This is, by far, the hardest thing that I have ever written. It is also, quite possibly, one of the most honest and revealing things that I have ever written or said. In writing this, I am not looking for sympathy. I am hoping that by revealing my personal struggles, I can help others to realize that it is alright to admit that they are struggling and to seek help in those struggles. If one person reads this and does something to make a positive difference in their life or in the life of others, then I have accomplished what I am setting out to do.
I struggle with depression. Most of the time, I am positive and happy, but I have moments on many days, or even for days at a time, where I do not feel right and I have nothing in the form of reasoning behind why I feel that way. Triggers for these feelings vary, from times I think about my brother (more on that momentarily) to watching something sad or horrific on the news. Sometimes, the feelings aren't triggered at all; they just happen.

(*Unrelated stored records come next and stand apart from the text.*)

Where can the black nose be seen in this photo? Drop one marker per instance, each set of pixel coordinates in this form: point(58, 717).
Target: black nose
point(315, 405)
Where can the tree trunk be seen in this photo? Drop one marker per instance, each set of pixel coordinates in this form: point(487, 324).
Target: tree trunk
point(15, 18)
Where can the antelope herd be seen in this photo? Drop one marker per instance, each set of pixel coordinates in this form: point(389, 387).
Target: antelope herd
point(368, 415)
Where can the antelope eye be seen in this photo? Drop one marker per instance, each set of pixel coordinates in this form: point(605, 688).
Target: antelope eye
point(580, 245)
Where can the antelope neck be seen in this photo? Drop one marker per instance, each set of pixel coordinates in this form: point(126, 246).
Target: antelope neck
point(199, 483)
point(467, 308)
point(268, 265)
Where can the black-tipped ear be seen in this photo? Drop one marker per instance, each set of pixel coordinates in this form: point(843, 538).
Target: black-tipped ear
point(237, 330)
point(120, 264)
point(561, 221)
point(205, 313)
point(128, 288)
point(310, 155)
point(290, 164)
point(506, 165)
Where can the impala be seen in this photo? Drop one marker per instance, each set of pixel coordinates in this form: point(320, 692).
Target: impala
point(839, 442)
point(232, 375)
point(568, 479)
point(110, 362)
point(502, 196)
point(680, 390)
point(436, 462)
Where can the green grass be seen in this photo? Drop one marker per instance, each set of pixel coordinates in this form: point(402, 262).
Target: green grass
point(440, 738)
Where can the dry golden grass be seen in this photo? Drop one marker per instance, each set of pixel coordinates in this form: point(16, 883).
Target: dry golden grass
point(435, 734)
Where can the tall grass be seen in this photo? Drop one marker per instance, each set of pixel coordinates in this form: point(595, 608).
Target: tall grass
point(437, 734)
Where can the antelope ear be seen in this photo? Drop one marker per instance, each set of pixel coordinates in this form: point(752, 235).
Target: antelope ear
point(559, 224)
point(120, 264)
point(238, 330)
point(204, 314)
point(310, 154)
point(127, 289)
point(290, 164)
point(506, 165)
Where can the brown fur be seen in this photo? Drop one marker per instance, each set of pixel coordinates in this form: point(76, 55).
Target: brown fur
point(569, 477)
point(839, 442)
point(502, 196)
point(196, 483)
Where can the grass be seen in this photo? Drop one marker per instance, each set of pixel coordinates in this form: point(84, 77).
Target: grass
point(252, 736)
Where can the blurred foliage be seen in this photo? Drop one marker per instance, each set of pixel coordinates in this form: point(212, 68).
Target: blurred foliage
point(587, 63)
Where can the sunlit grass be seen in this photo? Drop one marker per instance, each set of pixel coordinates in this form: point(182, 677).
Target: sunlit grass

In the past few days, I realized that I can't continue to go on this way and that I need to seek some help.
Now that I have gotten that off of my chest, on to the good news! Over the past several weeks, I have applied for several administrative positions at schools throughout my district. Most of them were at high schools, but a couple was at middle schools, and one was an elementary position. On Wednesday, February 22, I learned that I had been appointed to a new school, where I would serve as one of the deans of students. I had about 36 hours between learning of my appointment and starting my new position, so it was a hectic 36 hours. I am very grateful for the past few months at my previous school and I look forward to the new opportunity. Since my appointment, I have jumped off of the board into the deep end of a pool of lava, learned a ton, met some great people, and I am starting to get to know middle school kids for the first time in my career.
Because the new position will be very demanding, my frequency of posting may suffer for a bit. Once I get into a routine, I will be sure to continue to share my learning and experiences.